What to expect during the switch: some variation in stool consistency in the first week is normal as the gut microbiome begins to adjust. Energy levels and coat condition tend to follow improvement in digestion, usually within two to four weeks. Appetite almost always improves, sometimes significantly, once a dog that has been eating heavily processed food encounters something genuinely palatable for the first time.
For fussy dogs the change is often faster. A dog that has been indifferent to mealtimes for years can become genuinely excited about food within days of finding something they find palatable. Create your personalised Marleybones feeding plan — built around your dog's age, size, and needs.
FAQs
How many times a day should I feed my dog?
Puppies up to sixteen weeks need three to four meals a day. From sixteen weeks to six months, three meals. From six months onward, twice daily is the standard for most adult dogs and suits their digestive rhythm well. Senior dogs generally do well on two meals a day, though some do better on three smaller meals if appetite or digestion becomes less consistent with age.
When should I switch from puppy to adult food?
Small breeds are typically ready at nine to twelve months. Medium breeds at twelve months. Large and giant breeds between twelve and eighteen months, depending on how much growing they still have to do. The safest guide is breed-expected adult weight: the closer your dog is to their full size, the closer they are to being ready for adult food.
Why has my dog suddenly gone off their food?
Sudden food refusal in a dog that was previously eating normally is worth taking seriously. Common causes include dental pain, nausea, an underlying health issue, or a change in the food itself: a new batch, a formula change, or a different storage condition affecting palatability. If refusal lasts more than 48 hours or is accompanied by lethargy, vomiting, or weight loss, see a vet before making any dietary changes.
Is my dog fussy or just not hungry?
A dog that picks at food, eats slowly, or leaves food in the bowl but is otherwise healthy and maintaining weight is more likely to be a slow or selective eater than genuinely food-refusing. A dog that consistently refuses meals, has lost interest in food they previously enjoyed, or is losing weight has a problem worth investigating. The distinction matters because the solutions are different: one is a feeding management issue, the other may need veterinary input.

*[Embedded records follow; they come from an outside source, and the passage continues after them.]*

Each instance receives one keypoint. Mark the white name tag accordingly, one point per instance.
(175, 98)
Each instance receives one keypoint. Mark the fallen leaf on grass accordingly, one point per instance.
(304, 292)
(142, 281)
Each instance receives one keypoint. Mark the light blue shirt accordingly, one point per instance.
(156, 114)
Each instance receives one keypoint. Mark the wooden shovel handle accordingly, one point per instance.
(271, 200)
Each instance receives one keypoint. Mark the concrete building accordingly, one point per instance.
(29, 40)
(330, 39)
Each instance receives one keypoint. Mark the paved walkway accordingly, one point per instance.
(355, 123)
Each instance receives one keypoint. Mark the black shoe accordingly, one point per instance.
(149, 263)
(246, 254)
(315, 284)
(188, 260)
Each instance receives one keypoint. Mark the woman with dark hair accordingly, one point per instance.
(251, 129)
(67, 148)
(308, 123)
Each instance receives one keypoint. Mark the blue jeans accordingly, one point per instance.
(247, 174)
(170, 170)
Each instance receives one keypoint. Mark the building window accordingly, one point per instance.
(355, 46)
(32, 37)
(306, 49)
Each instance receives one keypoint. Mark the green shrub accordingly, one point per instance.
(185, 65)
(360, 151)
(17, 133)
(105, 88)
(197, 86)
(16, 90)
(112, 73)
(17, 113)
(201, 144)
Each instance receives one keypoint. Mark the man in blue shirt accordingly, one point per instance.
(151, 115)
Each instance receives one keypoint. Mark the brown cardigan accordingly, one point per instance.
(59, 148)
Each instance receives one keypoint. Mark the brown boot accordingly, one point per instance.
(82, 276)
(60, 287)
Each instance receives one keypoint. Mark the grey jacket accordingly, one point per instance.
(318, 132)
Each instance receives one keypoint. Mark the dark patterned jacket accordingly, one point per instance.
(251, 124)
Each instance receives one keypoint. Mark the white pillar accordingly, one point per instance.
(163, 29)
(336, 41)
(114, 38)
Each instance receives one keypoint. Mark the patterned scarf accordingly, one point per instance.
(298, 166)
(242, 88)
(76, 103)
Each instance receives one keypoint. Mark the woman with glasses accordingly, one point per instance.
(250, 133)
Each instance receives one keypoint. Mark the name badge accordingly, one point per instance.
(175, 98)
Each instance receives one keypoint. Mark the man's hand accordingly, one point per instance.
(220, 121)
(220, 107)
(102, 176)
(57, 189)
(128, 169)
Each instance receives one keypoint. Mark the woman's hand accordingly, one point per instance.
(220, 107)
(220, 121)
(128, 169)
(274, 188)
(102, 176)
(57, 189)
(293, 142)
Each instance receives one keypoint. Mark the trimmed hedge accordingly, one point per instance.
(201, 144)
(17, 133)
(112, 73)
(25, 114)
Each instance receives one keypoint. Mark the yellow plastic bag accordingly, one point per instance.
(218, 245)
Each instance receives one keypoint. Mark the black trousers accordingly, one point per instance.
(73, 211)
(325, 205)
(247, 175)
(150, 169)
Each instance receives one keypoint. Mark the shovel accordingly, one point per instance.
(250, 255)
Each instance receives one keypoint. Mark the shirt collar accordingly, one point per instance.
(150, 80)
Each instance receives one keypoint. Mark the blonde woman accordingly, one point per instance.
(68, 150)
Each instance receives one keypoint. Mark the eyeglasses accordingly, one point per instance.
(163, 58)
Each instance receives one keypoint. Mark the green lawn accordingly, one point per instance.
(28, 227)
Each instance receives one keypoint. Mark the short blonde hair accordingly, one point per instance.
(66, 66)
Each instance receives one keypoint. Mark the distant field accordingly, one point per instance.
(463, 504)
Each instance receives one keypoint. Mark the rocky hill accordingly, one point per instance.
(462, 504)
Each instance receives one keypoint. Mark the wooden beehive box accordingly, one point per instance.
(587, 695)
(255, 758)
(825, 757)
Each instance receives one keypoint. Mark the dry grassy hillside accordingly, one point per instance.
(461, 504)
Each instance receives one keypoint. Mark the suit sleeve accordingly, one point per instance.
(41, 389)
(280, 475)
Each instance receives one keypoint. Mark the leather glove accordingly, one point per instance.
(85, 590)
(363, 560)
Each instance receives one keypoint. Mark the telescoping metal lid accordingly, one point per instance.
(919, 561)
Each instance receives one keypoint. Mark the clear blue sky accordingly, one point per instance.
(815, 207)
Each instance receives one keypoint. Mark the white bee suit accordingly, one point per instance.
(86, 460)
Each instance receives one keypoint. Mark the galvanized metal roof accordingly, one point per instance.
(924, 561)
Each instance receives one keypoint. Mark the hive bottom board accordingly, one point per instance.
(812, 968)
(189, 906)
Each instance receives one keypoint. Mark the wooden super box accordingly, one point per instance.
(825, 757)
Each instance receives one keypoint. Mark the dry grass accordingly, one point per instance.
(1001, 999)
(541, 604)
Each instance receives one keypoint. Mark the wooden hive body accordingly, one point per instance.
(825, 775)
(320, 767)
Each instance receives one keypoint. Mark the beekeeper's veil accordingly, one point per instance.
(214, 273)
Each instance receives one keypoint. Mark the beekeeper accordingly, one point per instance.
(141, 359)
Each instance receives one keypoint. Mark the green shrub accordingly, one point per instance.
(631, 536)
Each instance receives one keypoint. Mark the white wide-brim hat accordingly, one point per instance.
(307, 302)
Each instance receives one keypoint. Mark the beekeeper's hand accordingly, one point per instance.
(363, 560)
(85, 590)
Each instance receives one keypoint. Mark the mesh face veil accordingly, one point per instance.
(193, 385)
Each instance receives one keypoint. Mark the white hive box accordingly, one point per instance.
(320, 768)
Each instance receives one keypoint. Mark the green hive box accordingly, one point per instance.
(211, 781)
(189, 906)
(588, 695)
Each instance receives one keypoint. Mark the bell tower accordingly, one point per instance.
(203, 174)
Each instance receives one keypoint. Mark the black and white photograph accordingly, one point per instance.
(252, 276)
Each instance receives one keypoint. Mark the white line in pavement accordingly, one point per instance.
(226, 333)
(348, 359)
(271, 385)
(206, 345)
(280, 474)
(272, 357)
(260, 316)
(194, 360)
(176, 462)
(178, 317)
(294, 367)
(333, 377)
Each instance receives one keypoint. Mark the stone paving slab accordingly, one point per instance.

Do senior dogs need special senior food?
Not necessarily. Senior-labelled foods vary enormously in quality and many are formulated to a lower standard than their marketing suggests. What a senior dog actually needs is high-quality protein from whole ingredients, appropriate calorie reduction, and increased omega-3 support for joint health. A high-quality adult fresh food often meets these needs better than a dedicated senior formula built on heavily processed ingredients.
Can puppies eat the same food as adult dogs?
Only if the food is complete and balanced for all life stages, which means it meets the higher nutritional requirements of growth as well as adult maintenance. Marleybones Pantry Fresh meals are complete for all life stages including puppies. Foods labelled for adult maintenance only do not meet puppy nutritional requirements and should not be fed to growing dogs.
How do I get a fussy dog to eat their food?
Start with food they find genuinely palatable: aroma and texture drive appetite in dogs more than variety does. Serve at room temperature rather than straight from the fridge, which dulls the smell. Put the bowl down for fifteen to twenty minutes and remove it whether it has been eaten or not. This breaks the holding-out pattern without creating anxiety. Avoid adding toppers or switching foods at the first sign of hesitation, which reinforces the behaviour. If the dog is healthy and the food is genuinely good, consistency usually wins within a week.